Former Vice President Dick Cheney, the main saber-rattler against Saddam and one of the more strident supporters of torture, wrote a memoir (surprise, surprise) and spends his spare time being sought after by the major TV networks for his opinion on the current president’s foreign policy. And the grandmaster of deceit himself, former President George W. Bush, published the requisite memoir, and paints stunning watercolors of his Texas home and fellow former/current world leaders.
That these people, who lied to the American people about WMDs, who used an atmosphere of fear and paranoia that arose from 9/11 to prop up support for a war of aggression, who created an apparatus of torture and surveillance that betrays the very foundations of American democracy, who are responsible for the deaths of 4,500 Americans and around 100,000 Iraqis and the complete collapse of Iraqi society (with large swathes of the country now under jihadi control) have been punished with a severity reserved for a child who has spilled his glass of milk.

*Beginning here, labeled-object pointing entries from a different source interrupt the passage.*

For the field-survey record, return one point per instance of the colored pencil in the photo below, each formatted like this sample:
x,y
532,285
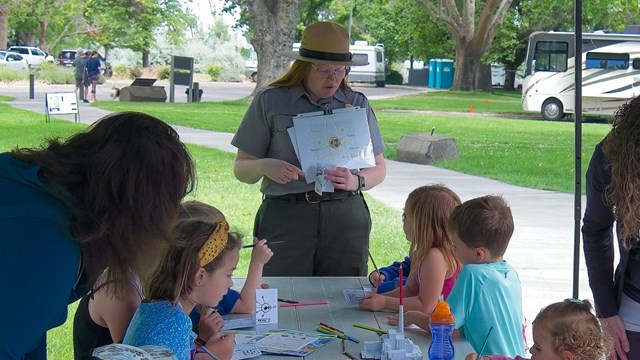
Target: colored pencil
x,y
329,332
268,243
305,303
378,330
372,261
288,301
329,327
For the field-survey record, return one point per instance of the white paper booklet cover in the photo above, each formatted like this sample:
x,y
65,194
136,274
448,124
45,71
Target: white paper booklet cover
x,y
340,139
266,306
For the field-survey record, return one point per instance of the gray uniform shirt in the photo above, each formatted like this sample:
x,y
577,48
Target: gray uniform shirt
x,y
263,130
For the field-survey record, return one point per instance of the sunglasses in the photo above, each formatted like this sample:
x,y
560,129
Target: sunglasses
x,y
338,73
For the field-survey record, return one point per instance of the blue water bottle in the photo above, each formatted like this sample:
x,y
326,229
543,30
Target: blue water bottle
x,y
442,323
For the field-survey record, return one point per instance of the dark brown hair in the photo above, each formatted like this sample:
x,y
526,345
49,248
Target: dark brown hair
x,y
429,208
297,73
622,148
123,178
175,274
571,326
484,221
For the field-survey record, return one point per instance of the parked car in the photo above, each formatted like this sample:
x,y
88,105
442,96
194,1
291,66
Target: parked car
x,y
32,54
13,61
67,56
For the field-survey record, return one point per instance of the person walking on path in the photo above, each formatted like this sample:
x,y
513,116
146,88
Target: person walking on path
x,y
93,72
325,234
613,195
79,68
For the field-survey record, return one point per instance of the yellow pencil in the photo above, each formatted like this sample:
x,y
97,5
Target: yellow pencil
x,y
378,330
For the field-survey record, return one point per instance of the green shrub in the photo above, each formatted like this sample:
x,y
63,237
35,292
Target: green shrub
x,y
214,71
135,73
163,72
54,74
9,75
121,70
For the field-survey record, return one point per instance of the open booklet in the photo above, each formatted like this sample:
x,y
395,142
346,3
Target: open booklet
x,y
326,141
284,342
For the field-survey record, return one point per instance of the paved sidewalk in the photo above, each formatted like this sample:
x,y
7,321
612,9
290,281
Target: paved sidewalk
x,y
541,248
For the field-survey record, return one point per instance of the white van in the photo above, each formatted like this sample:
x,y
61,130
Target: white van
x,y
372,73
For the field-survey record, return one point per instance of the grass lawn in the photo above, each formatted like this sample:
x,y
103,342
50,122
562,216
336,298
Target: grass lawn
x,y
535,154
532,153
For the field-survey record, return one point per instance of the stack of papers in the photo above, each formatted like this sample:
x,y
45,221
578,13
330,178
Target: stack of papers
x,y
284,342
326,141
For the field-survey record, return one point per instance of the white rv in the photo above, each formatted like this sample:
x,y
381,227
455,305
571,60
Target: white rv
x,y
610,73
372,73
251,64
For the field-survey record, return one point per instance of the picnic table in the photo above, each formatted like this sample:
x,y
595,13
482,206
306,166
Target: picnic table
x,y
337,313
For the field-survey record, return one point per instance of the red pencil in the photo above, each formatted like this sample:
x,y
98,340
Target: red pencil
x,y
307,303
400,281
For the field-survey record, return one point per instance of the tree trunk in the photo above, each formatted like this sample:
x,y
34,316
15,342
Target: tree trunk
x,y
4,25
466,64
42,35
274,24
472,30
483,77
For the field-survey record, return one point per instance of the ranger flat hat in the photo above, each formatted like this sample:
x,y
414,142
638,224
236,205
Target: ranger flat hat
x,y
326,42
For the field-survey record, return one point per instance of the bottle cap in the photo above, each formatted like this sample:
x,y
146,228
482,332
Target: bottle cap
x,y
442,314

It doesn’t matter that the invasion was 11 years ago or that the war has been over for three years. The war and its effects were a crime perpetrated upon the people of Iraq and the United States, and the culprits have not been held accountable. It is far past due time for some sort of truth and reconciliation committee, similar to South Africa’s post-apartheid assembly, to investigate and dole out, if not punishment, a semblance of responsibility for these crimes. This shouldn’t be the job of Errol Morris. It should be the job of Congress.